Governo Maduro suspendeu relação com ilhas caribenhas e ordenou o fechamento da fronteira com o Brasil. Anistia Internacional denunciou atuação das autoridades

Venezuela fecha portos contra ajuda humanitária
Ajuda humanitária está prevista para chegar no próximo sábado, 23 (Foto: Nicolas Maduro/Twitter)

A Venezuela decidiu, na última quarta-feira, 20, fechar todos os portos do país até o próximo dia 24 de fevereiro. O anúncio ocorreu horas depois que o presidente da Assembleia Nacional e autoproclamado presidente venezuelano, Juan Guaidó, anunciou a partida de uma ajuda humanitária de Porto Rico para a Venezuela.

“Hoje [quarta] saiu de Porto Rico uma embarcação com 250 toneladas de ajuda humanitária para nosso país. Contêineres cheios de esperança e oportunidades para muitos venezuelanos, mas também cheios de liberdade. A ajuda humanitária entrará sim ou sim na Venezuela”, escreveu Guaidó nas redes sociais.

Diante da proximidade do dia 23 de fevereiro, no próximo sábado, data na qual Guaidó garantiu que a ajuda humanitária chegará ao país, o governo do presidente eleito Nicolás Maduro anunciou o fechamento de todos os portos venezuelanos. Até o momento, apenas a fronteira com a Colômbia estava bloqueada para impedir a chegada da ajuda humanitária enviada pelos Estados Unidos.

Além de encerrar temporariamente as atividades nos portos, bloqueando a saída e chegada de embarcações, a Venezuela afirmou que vai rever as relações com as ilhas de Aruba, Bonaire e Curaçao, que ficam no mar do Caribe. Isso porque, os governos locais haviam se colocado à disposição para servir como um centro de coleta para ajuda humanitária. Dessa forma, o governo venezuelano suspendeu, por tempo indeterminado, a relação com as ilhas.

“Nós anunciou a suspensão de todos os tipos de voos privados e comerciais e o tráfego de barcos da nação venezuelana para Curaçao, Aruba e Bonaire, e vamos rever as relações diplomáticas com estes países, que servirão como centros de recolha de uma suposta ajuda humanitária, sob a tutela do governo dos Estados Unidos, para justificar uma intervenção no Estado venezuelano”, afirmou a vice-presidente da Venezuela, Delcy Rodriguez.

Fronteira com o Brasil

Além do bloqueio na fronteira com a Colômbia e a suspensão do tráfego marítimo, o governo venezuelano também ordenou o fechamento da fronteira com o Brasil. Isso porque, o presidente Jair Bolsonaro anunciou, na última quarta-feira, que uma força-tarefa brasileira iria levar ajuda humanitária aos venezuelanos.

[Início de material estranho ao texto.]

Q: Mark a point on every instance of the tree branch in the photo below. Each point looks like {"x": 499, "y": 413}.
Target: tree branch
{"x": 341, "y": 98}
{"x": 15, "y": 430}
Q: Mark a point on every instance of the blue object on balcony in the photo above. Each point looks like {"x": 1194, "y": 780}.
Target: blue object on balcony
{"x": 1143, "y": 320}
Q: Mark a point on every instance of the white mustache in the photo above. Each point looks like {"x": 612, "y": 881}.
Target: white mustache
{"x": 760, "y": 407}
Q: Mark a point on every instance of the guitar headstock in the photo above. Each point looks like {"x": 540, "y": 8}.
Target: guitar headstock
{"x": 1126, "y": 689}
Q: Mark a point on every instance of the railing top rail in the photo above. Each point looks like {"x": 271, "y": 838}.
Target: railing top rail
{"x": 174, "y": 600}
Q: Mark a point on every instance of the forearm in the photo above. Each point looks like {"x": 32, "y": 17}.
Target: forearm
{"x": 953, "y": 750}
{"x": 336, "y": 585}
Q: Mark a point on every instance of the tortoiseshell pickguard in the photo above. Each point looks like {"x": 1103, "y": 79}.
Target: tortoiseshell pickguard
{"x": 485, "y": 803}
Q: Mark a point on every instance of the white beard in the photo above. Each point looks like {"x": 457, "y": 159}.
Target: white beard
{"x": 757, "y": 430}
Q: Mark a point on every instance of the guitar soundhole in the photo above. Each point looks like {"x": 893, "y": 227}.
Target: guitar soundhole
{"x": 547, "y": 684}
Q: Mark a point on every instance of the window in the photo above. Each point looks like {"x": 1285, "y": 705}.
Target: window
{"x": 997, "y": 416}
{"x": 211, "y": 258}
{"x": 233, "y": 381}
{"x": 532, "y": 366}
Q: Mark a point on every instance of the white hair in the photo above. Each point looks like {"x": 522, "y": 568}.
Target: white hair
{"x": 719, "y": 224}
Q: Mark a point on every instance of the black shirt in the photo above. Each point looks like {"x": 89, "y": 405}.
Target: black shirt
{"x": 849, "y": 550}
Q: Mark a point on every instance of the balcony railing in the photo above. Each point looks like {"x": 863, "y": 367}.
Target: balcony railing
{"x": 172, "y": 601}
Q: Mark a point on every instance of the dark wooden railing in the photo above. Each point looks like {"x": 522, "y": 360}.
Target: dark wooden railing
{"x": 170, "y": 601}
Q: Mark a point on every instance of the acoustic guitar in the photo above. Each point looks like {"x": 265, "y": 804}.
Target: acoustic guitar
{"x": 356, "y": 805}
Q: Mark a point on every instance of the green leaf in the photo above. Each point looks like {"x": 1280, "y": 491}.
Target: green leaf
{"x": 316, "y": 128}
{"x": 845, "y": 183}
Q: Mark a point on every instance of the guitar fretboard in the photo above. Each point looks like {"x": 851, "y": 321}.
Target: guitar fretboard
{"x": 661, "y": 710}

“Alimentos e medicamentos serão disponibilizados para recolhimento a cargo do Presidente encarregado Juan Guaidó”, escreveu Bolsonaro nas redes sociais. Diante da possibilidade da ajuda humanitária entrar no país pela fronteira com o Brasil, Maduro resolveu movimentar os militares para a cidade venezuelana de Santa Elena, que fica a 15 quilômetros de Roraima (BR).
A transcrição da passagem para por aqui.